Festivaller dini yönlerinin yanı sıra, dinsel amaç dışı,eğlence için
oluşturulan etkinlikler veya sadece,ekonomik kazanç ve tanıtım
sağlamak amaçlı da olabilmektedir. Dünya’da en yaygın kutlanan
festivaller, mevsim dönemlerinde düzenlenen veya özel bir amaç
çerçevesinde tertip edilenler olarak düşünülebilir. Ülkemizde de bu
kapsamda pek çok yörelerde çeşitli isimler ve amaçlarda festivaller .
Günümüzde, Festivaller turizm sektörünün en önemli kaynaklarından
biridir. Festivaller yapılış amaçlarına hizmet ederken düzenlenen
bölge’de ekonomik ve kültürel iletişimde’de yoğun paylaşıma altlık
oluşturmaktadırlar. Pek çok şehir ve belde festivalleriyle tanınır
olmakla cazibelerini artırmaktadır.
Ülke çapında , yerel yöneticilerinin çabalarıyla festivaller
düzenlenmektedir. Özellikle, Bahar ve yaz aylarında müthiş bir
festival trafiği yaşanmaktadır. Gönül ister ki, her biri sıradanlığın
dışına çıksın ve tarihler öncesi beklenir olsun ve festival amaçlı
özel tur organizasyonları yapılsın. Ama, Pek çok festivallin genel
mefaat öngörmediğini ve heba edilen kısıtlı mali olanaklarla yürütülen
etkinlikler olarak kaldıklarını da bilmekteyiz. Keşke, hiç yapılmamış
olsaydı, iyi olur dedirtenlere de rastlanmıyor değil.

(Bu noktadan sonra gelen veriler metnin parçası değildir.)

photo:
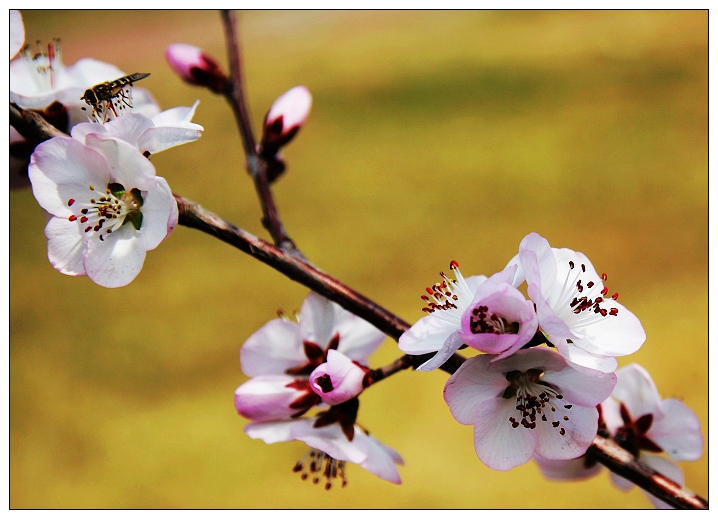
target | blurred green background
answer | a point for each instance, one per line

Çözüm; Her il merkezinde devlet ve ilgili sektör temsilcilerince
oluşturulacak, Turizm tanıtım komiteleri bünyesinde Festival ve
Şenlikleri Düzenleyen bir merkez yapılandırmak ve akılcı
politikalarla yönetmektir.
Antalya Altın Portakal Film Festivali başarılı bir örnek olarak
değerlendirilebilir. Fakat, Henüz, dolu dolu turizm sinerjisi
yaratıyor demek abartı olur. Deniz, Kum,Güneş sloganının yanında
’Festivaller Kenti ‘ANTALYA “ ,neden olmasın. Yapılacak daha çok
iş, gidilecek uzak yollar var. Ancak, Bu sorumluluk, Antalya Kentinde
yaşayan özellikle, Bu şehirde ekonomik kazanç elde eden herkesi
ilgilendirmektedir. Vali, Kaymakam ve Belediye Başkanları ne
yaparlarsa yapsınlar, halkın sahiplenmediği hiçbir organizasyon etkin
olmaz, olmamaktadır !!!
Öyleyse, Haydi, Antayalım ! Festival Etkinlikleri sizleri
beklemektedir. Salonları dolduralım!!